An SNP marker is just a single base change in a DNA sequence with an alternative of two possible nucleotides at a given position, usually defined as transition or transversion. Some of they can provide valuable information on associations between specific genes or other DNA structures and phenotypes, or on population and genome dynamics. In principle, the ratio of transitions to transversions should be 2 if mutations are random. However, large amount of observed data indicates a distinct bias towards the transitions and this may mainly due to the high spontaneous rate of deamination of 5- methyl cytosine (5mC) to thymidine in the CpG dinucleotides . The ratio in our research is 2.125, which is in accordance with this fact.
SNPs can alter protein function and phenotype. 8,095 of 18,198 SNPs were non-synonymous SNPs, which indicted that their corresponding coding amino acid would be changed, since this will be the more likely responsible for phenotypic variation. Another 53,019 SNPs were located in UTR, including exons, promoters or other regulatory regions, have the potential to affect the regulation of genes expression. Both of them could be the key suspects responsible for drug resistance or different virulence of A. cantonensis.

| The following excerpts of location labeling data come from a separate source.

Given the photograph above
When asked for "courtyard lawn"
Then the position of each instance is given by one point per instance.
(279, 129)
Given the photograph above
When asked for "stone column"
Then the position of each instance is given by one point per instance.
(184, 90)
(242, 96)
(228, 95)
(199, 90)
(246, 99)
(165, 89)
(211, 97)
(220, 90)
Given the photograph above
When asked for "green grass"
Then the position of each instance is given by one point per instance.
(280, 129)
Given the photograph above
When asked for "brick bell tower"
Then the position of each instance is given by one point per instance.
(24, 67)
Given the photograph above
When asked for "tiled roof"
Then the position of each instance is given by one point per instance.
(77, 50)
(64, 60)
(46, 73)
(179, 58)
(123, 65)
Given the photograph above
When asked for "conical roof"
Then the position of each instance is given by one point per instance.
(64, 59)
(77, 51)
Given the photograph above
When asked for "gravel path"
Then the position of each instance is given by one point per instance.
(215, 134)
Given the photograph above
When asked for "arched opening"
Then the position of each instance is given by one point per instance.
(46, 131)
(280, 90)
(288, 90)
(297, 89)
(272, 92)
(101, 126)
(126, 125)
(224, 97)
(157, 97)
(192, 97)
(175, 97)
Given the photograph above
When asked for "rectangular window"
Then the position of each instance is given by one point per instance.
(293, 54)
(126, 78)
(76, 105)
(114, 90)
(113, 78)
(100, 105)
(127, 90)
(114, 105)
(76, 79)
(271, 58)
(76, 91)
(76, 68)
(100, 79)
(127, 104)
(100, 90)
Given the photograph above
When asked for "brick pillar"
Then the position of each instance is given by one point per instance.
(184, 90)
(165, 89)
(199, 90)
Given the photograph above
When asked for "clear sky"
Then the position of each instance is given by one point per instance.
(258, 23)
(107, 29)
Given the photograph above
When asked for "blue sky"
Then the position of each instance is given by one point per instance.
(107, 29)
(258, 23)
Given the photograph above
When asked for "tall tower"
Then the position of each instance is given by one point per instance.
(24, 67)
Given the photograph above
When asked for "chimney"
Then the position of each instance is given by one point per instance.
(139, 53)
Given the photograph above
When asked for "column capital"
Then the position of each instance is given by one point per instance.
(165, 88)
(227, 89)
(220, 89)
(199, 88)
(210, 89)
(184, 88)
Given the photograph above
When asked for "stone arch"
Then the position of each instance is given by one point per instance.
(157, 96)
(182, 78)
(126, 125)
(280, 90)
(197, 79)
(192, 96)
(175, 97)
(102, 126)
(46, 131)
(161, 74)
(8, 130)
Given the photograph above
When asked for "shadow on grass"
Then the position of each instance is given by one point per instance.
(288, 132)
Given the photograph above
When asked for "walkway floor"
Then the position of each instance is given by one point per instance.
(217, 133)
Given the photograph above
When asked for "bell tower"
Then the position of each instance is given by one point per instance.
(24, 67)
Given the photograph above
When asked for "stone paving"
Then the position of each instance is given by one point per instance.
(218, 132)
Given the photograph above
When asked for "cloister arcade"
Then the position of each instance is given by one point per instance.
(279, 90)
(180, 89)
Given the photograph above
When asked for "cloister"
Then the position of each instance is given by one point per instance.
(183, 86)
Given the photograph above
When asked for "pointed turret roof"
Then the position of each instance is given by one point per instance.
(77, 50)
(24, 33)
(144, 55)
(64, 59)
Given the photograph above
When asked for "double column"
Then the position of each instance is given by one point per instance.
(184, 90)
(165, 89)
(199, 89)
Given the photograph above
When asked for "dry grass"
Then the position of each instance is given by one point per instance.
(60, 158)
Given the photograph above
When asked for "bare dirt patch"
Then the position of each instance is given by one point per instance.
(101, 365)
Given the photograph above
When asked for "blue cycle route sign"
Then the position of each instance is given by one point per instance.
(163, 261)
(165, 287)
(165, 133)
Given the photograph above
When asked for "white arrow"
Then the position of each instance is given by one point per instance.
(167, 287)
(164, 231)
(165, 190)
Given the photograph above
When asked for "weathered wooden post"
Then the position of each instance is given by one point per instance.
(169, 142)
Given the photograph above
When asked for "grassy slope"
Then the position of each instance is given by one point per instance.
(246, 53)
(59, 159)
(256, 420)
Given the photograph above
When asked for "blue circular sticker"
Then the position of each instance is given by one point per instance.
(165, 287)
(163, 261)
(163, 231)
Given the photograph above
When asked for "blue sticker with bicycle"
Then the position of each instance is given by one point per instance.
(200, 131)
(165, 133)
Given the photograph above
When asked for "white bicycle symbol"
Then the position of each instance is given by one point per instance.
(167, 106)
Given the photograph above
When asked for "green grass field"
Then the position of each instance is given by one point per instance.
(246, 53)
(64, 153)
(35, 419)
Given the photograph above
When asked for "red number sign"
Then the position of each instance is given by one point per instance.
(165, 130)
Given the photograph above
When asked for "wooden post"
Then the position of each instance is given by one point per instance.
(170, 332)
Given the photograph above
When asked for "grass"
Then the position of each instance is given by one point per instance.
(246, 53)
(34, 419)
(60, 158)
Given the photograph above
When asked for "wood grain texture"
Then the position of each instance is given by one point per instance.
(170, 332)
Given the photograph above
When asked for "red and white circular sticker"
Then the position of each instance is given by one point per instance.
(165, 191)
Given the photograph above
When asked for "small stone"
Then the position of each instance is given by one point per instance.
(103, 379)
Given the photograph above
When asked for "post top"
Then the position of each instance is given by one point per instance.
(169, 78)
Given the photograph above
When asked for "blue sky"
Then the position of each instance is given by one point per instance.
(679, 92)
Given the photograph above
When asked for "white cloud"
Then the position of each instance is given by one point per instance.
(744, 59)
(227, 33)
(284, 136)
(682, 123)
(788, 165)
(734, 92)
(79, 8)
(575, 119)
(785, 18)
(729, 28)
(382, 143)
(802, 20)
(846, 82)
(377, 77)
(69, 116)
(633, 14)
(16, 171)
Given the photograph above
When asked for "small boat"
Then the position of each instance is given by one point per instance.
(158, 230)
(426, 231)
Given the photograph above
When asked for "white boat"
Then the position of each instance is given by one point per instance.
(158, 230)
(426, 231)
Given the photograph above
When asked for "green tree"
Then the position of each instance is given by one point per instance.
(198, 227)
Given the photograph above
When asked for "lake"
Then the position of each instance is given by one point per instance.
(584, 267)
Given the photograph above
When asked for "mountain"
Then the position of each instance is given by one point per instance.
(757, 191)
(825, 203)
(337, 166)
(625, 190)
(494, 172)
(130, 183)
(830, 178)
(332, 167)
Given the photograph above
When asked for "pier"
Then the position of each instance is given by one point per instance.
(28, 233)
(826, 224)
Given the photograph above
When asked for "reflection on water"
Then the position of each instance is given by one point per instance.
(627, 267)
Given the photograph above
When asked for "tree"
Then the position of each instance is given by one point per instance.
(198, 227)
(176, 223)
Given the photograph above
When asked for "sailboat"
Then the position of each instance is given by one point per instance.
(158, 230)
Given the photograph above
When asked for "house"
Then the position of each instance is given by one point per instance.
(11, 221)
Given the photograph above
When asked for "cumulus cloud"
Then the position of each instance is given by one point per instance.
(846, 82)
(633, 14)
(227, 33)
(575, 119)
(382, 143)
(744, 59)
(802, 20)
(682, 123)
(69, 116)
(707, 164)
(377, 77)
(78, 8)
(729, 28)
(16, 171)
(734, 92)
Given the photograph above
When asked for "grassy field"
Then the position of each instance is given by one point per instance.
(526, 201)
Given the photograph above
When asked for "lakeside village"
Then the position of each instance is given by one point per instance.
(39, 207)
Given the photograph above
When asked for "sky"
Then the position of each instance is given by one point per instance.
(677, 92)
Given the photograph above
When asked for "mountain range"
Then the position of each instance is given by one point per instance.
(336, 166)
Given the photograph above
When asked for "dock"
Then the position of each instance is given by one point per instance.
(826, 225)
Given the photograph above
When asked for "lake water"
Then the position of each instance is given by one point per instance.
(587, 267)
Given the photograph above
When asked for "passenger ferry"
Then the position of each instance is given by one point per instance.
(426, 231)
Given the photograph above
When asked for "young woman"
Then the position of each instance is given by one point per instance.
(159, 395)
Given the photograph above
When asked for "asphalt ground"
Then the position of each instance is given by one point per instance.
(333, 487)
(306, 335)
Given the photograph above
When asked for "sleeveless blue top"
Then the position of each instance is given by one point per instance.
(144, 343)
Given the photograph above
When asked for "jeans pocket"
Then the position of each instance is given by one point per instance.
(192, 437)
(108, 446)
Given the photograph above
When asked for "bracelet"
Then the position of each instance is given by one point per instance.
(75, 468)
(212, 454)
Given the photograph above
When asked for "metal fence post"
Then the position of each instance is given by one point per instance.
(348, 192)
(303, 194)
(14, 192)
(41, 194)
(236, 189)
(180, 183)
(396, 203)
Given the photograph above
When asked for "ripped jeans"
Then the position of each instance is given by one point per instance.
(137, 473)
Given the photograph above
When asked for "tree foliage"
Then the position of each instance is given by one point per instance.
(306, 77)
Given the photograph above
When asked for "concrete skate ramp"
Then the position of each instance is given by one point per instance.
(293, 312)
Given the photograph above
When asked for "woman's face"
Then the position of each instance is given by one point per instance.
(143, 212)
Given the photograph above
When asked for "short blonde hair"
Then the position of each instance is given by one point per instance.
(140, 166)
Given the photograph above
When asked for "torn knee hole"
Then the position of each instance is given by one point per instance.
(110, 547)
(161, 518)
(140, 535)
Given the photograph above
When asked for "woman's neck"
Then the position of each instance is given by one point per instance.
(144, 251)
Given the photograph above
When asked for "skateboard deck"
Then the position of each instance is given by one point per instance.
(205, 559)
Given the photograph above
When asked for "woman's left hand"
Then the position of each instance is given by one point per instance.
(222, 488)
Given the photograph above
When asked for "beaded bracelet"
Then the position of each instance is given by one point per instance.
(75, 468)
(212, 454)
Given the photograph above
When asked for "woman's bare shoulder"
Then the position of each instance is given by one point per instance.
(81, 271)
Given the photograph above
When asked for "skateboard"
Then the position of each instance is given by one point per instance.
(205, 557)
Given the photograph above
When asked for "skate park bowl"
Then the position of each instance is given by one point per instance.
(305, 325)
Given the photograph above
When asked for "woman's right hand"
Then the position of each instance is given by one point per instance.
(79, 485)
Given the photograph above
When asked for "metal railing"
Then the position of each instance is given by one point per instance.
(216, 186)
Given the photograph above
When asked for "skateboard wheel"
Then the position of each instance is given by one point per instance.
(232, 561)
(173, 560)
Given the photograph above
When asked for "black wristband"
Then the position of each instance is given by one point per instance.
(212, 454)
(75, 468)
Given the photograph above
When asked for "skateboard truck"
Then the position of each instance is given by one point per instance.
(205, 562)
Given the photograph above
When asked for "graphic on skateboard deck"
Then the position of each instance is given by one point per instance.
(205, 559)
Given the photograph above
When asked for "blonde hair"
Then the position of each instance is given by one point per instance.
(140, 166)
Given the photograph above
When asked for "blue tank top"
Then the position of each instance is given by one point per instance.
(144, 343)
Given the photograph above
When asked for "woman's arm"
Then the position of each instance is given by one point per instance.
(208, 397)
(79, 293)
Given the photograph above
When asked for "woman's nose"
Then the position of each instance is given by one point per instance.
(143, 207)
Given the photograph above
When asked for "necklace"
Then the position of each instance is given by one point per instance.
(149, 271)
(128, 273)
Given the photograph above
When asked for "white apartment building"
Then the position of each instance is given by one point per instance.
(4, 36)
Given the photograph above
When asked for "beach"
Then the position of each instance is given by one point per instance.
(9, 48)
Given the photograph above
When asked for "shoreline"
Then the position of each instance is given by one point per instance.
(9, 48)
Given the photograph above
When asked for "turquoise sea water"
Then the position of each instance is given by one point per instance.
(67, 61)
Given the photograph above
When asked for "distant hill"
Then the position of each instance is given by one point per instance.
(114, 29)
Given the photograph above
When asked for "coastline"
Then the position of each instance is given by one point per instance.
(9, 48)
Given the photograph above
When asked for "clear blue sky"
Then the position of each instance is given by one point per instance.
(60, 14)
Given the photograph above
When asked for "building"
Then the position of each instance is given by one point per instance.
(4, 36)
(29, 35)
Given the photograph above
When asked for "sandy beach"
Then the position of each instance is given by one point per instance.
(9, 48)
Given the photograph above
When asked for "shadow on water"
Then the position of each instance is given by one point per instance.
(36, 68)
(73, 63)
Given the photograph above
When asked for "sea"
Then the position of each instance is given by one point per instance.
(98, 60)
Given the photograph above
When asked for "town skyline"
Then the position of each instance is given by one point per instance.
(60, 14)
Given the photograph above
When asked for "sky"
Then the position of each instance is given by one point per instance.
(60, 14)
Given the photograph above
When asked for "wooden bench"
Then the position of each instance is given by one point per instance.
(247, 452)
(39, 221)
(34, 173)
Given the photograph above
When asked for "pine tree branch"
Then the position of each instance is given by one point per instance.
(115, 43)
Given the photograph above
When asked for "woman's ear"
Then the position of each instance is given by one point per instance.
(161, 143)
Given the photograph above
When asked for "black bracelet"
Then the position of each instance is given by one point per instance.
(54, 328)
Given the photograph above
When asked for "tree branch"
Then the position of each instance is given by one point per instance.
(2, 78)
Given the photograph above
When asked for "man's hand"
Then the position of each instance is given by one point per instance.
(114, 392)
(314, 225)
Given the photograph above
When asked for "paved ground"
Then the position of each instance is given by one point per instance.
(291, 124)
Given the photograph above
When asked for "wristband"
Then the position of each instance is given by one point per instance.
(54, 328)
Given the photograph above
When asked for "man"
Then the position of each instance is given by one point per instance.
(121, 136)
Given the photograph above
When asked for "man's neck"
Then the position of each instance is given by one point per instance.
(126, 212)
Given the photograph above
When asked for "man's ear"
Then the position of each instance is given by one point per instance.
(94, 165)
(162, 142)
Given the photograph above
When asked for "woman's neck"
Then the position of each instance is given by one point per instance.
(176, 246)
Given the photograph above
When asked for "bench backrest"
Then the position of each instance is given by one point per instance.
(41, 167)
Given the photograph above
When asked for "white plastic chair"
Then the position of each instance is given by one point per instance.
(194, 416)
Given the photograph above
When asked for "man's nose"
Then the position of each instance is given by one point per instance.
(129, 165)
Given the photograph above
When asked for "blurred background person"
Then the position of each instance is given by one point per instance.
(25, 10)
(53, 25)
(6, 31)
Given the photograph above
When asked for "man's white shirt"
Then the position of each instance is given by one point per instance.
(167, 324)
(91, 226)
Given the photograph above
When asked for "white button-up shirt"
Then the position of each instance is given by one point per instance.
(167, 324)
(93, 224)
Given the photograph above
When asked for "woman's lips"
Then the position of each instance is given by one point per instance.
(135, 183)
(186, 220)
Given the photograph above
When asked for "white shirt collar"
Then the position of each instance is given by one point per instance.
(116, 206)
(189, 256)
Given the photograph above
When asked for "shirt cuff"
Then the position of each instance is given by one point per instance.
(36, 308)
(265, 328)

SNPs are the most useful and widely applied markers in molecular genetic studies. As a zoonotic parasite, A. cantonensis can infect many other kinds of wild animals besides human, even in many rare species of the world, such as Ammotragus lervia, Macrotis lagotis and Diplothrix legata . Parasites usually detriment the host organism by imposing high costs on populations, increasing morbidity and mortality, particularly in the hosts under ecological stress . Therefore, it is crucial to hunt out the route of transmission, then implement corrective and preventive measures for re-wilding, and protect project of rare animals.
This work is the first effort towards developing SNP markers in A. cantonensis. And 71,214 high-quality SNPs were successfully predicted. The estimated SNP frequency was 0.21% (one SNP per 476 bp) and the estimated ratio for the transition to transversion was 2.125. These SNPs applied for the development of molecular markers to distinguish different parasite strains will be very helpful for primary infection source survey and which in turns will be favorable for prevention strategy development. Furthermore, the predicted SNPs may also provide a fruitful approach towards the antihelmintic drugs and vaccines development in further studies.
This research was supported by the National Sharing Service Platform for Parasite Resource (TDRC-22).